Poszukiwana 90-latka odnalazła się na dworcu autobusowym w Nowym Targu

Staruszka jest cała i zdrowa. Wyjechała po nią rodzina z Zakopanego, żeby odebrać ją z dworca w Nowym Targu.
Mieszkanka ul. Ks. Stolarczyka w Zakopanem zaginęła wczoraj. Wyszła z domu i ślad po niej zaginął. W jej poszukiwania zaangażowano wszystkie służby, łącznie z TOPR, które użyczyło helikoptera.

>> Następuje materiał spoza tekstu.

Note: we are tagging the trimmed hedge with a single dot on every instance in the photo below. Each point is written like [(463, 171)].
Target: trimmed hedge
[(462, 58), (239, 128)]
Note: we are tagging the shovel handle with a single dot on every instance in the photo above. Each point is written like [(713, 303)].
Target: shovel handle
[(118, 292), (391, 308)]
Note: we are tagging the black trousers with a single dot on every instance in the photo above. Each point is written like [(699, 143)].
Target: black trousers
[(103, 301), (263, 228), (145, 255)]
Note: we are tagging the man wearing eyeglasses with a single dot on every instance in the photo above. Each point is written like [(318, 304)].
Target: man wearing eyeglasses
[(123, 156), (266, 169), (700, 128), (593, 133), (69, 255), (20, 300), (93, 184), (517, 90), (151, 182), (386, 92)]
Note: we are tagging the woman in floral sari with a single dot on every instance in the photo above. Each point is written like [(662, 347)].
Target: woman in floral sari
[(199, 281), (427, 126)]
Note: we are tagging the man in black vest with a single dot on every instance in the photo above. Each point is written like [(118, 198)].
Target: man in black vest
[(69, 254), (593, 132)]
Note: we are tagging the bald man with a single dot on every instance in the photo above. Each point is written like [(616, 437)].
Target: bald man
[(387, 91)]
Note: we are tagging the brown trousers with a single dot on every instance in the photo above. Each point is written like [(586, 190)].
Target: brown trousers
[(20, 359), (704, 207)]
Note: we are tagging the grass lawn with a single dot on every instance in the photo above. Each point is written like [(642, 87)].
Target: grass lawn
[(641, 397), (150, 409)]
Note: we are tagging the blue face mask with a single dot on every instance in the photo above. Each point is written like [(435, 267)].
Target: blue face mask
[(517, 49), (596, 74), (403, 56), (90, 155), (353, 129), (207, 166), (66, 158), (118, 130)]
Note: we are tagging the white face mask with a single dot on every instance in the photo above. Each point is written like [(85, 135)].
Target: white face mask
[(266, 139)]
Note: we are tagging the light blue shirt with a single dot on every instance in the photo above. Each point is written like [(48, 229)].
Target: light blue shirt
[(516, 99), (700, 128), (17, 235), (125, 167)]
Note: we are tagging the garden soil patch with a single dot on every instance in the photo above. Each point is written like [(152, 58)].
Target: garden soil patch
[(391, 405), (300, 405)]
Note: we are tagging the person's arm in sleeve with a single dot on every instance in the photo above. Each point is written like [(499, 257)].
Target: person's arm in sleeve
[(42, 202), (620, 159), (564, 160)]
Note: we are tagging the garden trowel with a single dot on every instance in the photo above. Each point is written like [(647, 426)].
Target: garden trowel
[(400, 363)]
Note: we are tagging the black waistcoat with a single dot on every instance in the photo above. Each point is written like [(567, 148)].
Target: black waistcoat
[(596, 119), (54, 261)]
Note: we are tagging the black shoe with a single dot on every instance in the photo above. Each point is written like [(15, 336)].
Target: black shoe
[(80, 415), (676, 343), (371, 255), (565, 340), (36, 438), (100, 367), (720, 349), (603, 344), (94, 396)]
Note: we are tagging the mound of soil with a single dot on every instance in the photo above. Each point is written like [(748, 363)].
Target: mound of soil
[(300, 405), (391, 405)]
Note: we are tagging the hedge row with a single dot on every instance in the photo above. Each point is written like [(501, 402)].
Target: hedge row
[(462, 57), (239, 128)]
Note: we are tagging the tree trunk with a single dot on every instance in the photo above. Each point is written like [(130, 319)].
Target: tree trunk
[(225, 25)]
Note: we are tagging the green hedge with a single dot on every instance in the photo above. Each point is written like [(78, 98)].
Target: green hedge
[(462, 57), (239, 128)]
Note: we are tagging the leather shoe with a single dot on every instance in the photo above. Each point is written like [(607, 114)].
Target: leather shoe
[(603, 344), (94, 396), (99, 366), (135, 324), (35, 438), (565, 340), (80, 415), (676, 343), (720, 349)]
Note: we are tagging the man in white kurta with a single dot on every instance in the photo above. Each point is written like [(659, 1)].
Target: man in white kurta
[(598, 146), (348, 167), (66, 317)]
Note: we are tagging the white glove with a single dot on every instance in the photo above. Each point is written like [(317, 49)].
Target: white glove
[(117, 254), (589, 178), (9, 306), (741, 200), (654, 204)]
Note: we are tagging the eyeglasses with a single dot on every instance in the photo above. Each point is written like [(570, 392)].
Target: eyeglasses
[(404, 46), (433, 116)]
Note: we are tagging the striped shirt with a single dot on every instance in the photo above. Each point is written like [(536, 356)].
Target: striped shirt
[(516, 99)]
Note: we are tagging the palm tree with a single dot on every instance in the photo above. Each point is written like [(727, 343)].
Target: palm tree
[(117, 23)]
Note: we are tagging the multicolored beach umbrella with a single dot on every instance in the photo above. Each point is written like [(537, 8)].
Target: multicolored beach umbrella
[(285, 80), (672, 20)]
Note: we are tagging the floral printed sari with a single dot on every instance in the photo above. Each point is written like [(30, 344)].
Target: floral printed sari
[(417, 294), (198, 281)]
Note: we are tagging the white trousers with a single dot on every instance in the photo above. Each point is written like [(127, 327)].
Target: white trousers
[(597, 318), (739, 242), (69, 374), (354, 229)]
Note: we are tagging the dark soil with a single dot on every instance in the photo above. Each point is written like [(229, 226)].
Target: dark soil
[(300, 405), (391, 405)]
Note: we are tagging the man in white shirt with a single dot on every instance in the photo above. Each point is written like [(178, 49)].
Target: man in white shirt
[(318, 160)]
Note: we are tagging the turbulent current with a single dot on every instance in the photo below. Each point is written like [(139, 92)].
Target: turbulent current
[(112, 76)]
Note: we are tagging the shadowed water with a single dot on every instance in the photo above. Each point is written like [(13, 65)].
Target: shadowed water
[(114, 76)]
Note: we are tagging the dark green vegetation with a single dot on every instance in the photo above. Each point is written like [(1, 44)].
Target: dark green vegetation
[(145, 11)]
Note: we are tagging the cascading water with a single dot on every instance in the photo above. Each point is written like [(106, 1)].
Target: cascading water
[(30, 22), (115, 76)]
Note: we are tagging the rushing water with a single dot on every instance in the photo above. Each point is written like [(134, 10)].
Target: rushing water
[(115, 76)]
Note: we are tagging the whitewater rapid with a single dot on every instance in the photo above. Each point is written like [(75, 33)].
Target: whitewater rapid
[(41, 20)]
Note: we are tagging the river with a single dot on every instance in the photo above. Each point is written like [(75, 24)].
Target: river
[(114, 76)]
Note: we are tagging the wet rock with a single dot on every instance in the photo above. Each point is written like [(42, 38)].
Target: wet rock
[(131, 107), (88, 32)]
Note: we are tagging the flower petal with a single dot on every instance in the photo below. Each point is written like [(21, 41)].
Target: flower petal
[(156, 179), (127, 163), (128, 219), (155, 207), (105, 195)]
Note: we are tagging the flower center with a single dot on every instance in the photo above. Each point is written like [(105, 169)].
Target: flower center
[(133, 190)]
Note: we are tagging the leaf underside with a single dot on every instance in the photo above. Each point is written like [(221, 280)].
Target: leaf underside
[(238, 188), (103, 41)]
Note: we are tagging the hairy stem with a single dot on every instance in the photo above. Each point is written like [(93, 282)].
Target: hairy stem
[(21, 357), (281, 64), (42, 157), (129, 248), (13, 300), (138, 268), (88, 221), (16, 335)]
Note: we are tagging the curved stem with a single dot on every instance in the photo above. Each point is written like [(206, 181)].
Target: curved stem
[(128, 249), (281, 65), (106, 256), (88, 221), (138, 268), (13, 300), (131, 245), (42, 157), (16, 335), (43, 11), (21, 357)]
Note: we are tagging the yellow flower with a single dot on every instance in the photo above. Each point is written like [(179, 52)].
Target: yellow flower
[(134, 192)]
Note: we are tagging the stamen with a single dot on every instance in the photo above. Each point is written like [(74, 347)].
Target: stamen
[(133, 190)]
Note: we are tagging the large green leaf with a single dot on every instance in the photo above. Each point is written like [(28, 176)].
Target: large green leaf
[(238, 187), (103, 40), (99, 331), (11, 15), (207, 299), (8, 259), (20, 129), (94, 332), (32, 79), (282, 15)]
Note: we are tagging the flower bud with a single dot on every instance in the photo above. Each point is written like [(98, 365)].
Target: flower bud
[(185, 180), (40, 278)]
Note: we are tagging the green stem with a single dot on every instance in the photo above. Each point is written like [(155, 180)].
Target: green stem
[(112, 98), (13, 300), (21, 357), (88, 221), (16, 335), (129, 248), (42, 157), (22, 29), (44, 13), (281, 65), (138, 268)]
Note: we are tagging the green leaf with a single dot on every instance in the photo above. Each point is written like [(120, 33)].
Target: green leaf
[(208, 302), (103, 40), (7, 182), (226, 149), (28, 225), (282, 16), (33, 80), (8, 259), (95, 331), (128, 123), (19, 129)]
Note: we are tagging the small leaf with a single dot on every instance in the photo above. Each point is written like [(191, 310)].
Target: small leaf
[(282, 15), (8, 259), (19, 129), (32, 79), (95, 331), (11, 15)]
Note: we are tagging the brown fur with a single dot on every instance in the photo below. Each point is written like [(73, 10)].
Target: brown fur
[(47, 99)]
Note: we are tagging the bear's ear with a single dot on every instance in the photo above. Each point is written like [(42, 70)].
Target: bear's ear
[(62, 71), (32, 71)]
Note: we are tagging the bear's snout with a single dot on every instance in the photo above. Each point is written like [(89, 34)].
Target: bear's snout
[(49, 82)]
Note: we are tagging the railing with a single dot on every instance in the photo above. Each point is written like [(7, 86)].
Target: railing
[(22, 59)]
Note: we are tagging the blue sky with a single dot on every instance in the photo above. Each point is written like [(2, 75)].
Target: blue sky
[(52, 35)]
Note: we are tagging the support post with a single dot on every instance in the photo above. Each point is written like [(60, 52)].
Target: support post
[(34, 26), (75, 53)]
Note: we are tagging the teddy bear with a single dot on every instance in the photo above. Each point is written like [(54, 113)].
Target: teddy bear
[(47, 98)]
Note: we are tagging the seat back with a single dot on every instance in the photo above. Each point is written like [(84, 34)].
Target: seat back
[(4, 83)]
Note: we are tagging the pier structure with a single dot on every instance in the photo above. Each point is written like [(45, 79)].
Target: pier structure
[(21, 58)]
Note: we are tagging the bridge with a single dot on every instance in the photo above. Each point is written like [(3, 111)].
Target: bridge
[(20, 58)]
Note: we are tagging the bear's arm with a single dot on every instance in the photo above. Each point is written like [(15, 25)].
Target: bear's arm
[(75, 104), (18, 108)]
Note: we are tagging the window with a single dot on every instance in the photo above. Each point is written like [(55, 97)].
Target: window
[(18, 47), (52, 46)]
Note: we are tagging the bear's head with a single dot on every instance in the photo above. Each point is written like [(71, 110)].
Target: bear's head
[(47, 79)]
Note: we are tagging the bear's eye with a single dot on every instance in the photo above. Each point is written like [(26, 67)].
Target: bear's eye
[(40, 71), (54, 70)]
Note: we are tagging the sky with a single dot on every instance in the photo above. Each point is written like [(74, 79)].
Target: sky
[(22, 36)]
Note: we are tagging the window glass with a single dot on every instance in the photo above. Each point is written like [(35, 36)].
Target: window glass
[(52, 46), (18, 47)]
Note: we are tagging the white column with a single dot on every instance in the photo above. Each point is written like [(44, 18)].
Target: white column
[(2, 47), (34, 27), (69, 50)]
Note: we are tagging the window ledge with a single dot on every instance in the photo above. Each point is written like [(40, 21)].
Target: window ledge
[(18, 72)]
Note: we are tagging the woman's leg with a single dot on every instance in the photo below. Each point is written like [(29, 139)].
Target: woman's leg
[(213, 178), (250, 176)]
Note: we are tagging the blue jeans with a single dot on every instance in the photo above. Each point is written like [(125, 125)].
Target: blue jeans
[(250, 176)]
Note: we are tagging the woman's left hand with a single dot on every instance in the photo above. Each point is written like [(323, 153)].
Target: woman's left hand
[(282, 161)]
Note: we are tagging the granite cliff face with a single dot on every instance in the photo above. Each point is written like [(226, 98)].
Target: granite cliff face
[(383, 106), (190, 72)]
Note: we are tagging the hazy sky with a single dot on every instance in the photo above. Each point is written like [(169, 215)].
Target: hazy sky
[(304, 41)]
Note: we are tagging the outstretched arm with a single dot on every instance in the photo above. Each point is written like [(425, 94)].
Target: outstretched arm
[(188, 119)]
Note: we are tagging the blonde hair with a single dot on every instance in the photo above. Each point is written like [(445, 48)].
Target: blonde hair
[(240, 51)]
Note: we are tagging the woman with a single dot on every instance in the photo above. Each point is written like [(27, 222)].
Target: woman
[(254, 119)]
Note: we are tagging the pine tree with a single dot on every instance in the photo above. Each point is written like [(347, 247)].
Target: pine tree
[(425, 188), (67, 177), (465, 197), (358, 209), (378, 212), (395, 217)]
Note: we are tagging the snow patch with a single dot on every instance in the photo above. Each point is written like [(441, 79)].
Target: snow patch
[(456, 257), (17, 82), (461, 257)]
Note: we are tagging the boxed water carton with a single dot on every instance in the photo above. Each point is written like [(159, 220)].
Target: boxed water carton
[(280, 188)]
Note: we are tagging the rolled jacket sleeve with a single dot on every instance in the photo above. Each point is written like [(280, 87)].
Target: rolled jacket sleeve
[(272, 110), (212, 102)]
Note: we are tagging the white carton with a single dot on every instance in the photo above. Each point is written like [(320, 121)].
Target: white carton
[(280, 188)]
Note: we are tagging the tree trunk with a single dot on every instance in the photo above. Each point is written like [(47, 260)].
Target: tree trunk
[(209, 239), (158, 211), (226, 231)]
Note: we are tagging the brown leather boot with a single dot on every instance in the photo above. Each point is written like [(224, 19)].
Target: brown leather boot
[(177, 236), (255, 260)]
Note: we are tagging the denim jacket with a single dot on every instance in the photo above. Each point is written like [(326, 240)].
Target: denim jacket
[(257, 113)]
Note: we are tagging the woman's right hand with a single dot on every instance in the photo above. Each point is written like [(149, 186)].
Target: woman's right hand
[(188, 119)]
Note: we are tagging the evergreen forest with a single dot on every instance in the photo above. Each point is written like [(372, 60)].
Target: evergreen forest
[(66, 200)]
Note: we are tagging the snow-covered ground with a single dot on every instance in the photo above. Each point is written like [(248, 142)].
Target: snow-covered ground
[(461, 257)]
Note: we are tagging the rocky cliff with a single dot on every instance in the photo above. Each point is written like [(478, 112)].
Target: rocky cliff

Gdy już wszyscy tracili nadzieję, dziś późnym popołudniem kobietę znaleziono na terenie dworca autobusowego w Nowym Targu. Nie wiadomo, jak i kiedy przyjechała do Nowego Targu i gdzie spędziła noc. Mł. asp. Krzysztof Waksmundzki z Komendy Powiatowej Policji w Nowym Targu mówi, że będzie to przedmiotem ustaleń, ale póki co policjanci nie naciskają na nią, żeby uzyskać odpowiedź. Najważniejsze, jak dodaje, że starsza pani jest cała i zdrowa. Do Nowego Targu przyjechała po nią rodzina.